Malheur à vous, si comme moi vous avez vu le très bon téléfilm « La nourrice » de Renaud Bertrand, diffusé en 2004 avec la délicieuse Sophie Quinton, Marthe Keller et Liliane Rovère, car c’est strictement le même sujet que dans cette « ravisseuse ». Le sujet d’un corps de jeune mère prêté à une famille de nouveau riche est suffisamment fort pour générer une autre oeuvre, mais le téléfilm de Renaud Bertrand était une pure réussite, ça donne ici une impression un peu redondante. A l’image des idées très arrêtées d’un médecin hygiéniste boursouffé de certitudes – formidable Frédéric Pierrot assenant ce qu’il croit être des vérités définitives – il rode dans cette fin XIXe siècle une peur d’une forte mortalité infantile. Angèle-Marie – Isild Le Besco, une personnalité unique et lumineuse -, se voit ainsi exploitée.
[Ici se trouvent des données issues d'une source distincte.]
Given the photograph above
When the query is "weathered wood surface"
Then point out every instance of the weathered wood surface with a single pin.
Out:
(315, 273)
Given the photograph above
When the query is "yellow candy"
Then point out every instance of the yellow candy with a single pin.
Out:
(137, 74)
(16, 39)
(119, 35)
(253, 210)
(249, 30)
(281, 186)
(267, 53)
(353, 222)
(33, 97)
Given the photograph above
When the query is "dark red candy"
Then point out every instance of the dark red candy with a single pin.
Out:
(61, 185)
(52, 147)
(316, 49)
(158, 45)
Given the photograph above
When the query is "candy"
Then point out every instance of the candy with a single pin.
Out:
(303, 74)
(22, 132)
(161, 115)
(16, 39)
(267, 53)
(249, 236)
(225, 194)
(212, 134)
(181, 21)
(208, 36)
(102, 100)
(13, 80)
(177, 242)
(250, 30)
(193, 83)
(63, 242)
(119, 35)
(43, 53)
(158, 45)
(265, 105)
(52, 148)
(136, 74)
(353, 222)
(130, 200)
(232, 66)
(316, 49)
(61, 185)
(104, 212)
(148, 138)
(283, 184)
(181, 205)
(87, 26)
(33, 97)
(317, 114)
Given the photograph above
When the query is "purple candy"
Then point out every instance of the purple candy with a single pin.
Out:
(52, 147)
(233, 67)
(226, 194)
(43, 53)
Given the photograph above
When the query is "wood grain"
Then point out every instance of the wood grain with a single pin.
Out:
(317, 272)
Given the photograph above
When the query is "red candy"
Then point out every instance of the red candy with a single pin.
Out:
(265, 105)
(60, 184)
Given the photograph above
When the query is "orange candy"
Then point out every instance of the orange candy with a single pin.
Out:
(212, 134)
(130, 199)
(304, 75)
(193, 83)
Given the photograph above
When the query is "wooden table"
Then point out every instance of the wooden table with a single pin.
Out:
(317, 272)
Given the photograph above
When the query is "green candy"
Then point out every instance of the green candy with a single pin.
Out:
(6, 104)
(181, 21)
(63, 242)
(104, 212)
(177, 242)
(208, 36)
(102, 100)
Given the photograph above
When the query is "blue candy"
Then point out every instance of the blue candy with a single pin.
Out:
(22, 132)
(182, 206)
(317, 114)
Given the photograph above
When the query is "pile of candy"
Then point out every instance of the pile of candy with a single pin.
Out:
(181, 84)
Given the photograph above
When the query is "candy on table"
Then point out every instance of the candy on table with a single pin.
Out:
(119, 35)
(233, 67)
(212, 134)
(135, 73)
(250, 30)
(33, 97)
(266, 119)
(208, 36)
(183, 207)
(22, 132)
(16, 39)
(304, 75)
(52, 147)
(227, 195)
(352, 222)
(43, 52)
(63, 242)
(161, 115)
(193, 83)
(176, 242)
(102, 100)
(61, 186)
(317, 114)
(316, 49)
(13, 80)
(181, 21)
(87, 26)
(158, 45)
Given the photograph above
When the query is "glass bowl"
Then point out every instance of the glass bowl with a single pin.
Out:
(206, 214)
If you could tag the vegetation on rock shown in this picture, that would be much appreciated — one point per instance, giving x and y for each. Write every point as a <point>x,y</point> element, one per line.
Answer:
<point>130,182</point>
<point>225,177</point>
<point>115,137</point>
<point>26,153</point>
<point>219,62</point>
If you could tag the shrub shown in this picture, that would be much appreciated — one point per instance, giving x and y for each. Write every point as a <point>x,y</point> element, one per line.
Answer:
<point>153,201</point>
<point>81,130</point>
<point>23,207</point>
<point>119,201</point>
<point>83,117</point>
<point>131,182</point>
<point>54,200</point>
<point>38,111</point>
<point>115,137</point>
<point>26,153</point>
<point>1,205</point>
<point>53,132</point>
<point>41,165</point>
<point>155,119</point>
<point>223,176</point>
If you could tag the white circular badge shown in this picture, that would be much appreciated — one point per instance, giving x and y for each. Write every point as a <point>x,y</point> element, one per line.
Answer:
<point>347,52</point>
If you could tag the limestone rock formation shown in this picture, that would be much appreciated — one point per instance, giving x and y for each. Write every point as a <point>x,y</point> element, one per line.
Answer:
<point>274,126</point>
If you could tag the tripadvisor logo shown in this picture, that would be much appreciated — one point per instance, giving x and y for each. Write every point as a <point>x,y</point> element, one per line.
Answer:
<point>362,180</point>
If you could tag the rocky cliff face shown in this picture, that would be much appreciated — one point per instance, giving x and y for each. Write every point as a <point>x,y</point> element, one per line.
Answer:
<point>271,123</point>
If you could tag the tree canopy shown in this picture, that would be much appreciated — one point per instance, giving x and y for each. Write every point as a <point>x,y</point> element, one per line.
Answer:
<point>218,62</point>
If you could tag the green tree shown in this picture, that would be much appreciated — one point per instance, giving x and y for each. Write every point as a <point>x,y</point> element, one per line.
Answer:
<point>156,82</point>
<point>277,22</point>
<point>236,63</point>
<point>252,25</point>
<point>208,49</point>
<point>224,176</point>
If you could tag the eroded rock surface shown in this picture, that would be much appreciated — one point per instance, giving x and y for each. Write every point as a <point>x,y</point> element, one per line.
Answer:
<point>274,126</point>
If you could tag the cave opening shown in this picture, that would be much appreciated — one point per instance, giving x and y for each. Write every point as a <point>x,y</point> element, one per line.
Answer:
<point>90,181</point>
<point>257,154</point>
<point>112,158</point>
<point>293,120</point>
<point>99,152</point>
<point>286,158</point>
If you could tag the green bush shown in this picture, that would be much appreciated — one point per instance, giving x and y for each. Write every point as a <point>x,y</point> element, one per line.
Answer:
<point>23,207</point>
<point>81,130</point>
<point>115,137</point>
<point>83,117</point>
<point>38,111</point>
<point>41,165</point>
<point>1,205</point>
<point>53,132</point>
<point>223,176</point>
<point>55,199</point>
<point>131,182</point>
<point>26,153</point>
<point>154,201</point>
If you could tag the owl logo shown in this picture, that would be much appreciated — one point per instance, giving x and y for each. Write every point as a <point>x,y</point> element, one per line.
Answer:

Elle a dû abandonner son bébé à la campagne, donnant son lait maternel à la fille d’un couple de bourgeois, lui architecte affairiste raide – Grégoire Colin inquiétant -, elle une oisive dépourvue d’instinct maternel et perdue dans un ennui puéril – Emilie Dequenne excellente en contre-emploi -. Le cinéaste filme sans fausse pudeur ce lait source de fantasme, fait confronter deux superbes comédiennes, donne un effort louable sur la bande-son et Yorgos Arvanitis signe une photo superbe.

Isild Le Besco

On se réjouit du retour d’Anémone, qui en domestique aigrie excelle et rajoute des traits d’humours, et de retrouver Bernard Blancan, en homme à tout faire compatissant, et il y a de bons comédiens de théâtre à l’image d’Édith Perret qui compose une tante déplaisante à souhait. Reste que finalement le film laisse une impression d’inachevé, peut-être par ces plans oniriques assez lourdingues. Dommage pour Antoine Santana, après son attachant « Un moment de bonheur », avec déjà Isild Le Besco. Saluons l’exigence de cette comédienne singulière, qui en plus après avoir prouvé ses talents de réalisatrices, continue à rayonner dans des projets peu conventionnel. Rien que pour elle, ici en jeune femme frustre et sensuelle nourrie par des contes populaires, le film est à conseiller.